Search code examples
python-3.xwikipediatext-extractiondata-extraction

How to solve Wikipedia API Page Error while reading in python?


I am working on a document summarizer NLP project, so I wanted to extract Elon Musk's Bio from Wikipedia. I tried to extract it with the help of the Wikipedia library (API),

I first tried with page title (i,e, Elon Musk)but it's giving me a page error PageError: Page id "e on musk" does not match any pages. Try another id! Did you noticed the page id it's showing "e on musk" then I tried with its page id number (i.e Q317521) which outputs me results about some plant 'Matthiola incana'

ELon Musk Wikipedia page

Here is my code

import wikipedia

elon = wikipedia.page('Elon Musk').content
elon
# outputs
PageError: Page id "e on musk" does not match any pages. Try another id!

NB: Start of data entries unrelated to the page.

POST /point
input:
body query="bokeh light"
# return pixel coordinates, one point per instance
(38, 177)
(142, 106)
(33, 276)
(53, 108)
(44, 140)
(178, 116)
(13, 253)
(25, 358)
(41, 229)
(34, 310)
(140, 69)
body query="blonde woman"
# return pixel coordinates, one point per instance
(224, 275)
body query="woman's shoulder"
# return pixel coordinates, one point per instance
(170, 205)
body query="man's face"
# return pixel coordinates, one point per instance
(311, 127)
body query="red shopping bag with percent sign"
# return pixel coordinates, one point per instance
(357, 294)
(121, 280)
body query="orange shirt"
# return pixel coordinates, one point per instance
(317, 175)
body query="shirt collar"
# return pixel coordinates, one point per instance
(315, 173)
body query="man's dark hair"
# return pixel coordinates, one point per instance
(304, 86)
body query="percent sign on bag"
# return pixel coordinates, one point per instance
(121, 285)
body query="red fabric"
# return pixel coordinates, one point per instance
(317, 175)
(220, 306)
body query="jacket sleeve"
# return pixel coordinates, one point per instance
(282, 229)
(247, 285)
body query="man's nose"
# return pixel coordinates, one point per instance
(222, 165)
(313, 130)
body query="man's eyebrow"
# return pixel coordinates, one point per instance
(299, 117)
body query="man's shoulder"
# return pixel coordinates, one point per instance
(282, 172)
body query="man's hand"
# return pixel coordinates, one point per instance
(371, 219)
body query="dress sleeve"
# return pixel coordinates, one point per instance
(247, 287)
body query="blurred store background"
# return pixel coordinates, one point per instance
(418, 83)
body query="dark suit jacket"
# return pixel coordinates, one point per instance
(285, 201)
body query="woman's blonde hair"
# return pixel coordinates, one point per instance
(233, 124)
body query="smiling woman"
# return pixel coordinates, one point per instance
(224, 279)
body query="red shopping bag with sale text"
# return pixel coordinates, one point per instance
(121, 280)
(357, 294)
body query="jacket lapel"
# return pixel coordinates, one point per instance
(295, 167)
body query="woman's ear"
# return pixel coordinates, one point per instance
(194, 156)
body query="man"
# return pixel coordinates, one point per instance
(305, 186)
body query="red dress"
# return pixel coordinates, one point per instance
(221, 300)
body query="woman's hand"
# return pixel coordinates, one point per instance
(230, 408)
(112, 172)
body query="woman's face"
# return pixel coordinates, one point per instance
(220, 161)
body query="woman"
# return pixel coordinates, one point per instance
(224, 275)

elon = wikipedia.page('Q317521').content
elon
# outputs (shorted)
Matthiola incana is a species of flowering plant in the cabbage family Brassicaceae. Common names include Brompton stock,

I tried with Alan turning which is not working, also tried with Albert_Einstein which is showing weird output just like Elon Musk.

However, it worked with Nikola Tesla, Michio Kaku, Narendra Modi etc, which shows that I am not doing it wrong.


Solution

  • wikipedia.page is kind of crap. It uses Wikipedia's search suggestion API to transform its title parameter before looking it up on Wikipedia. Search suggestions (something like Google's "did you mean...?" feature) are completely unfit for this purpose, they are a last-ditch effort for changing a zero-result search into one that yields results, by looking for the closest (in terms of edit distance) string made up of terms from a dictionary of commonly used words. This works well for fixing typos, and is absolutely not meant to be used for search terms which do yield results, much less for actual article titles.

    You can disable this behavior with auto_suggest=false, although given that half the bug reports for wikipedia are about this issue, some going back almost a decode, you might want to look for a better maintained library.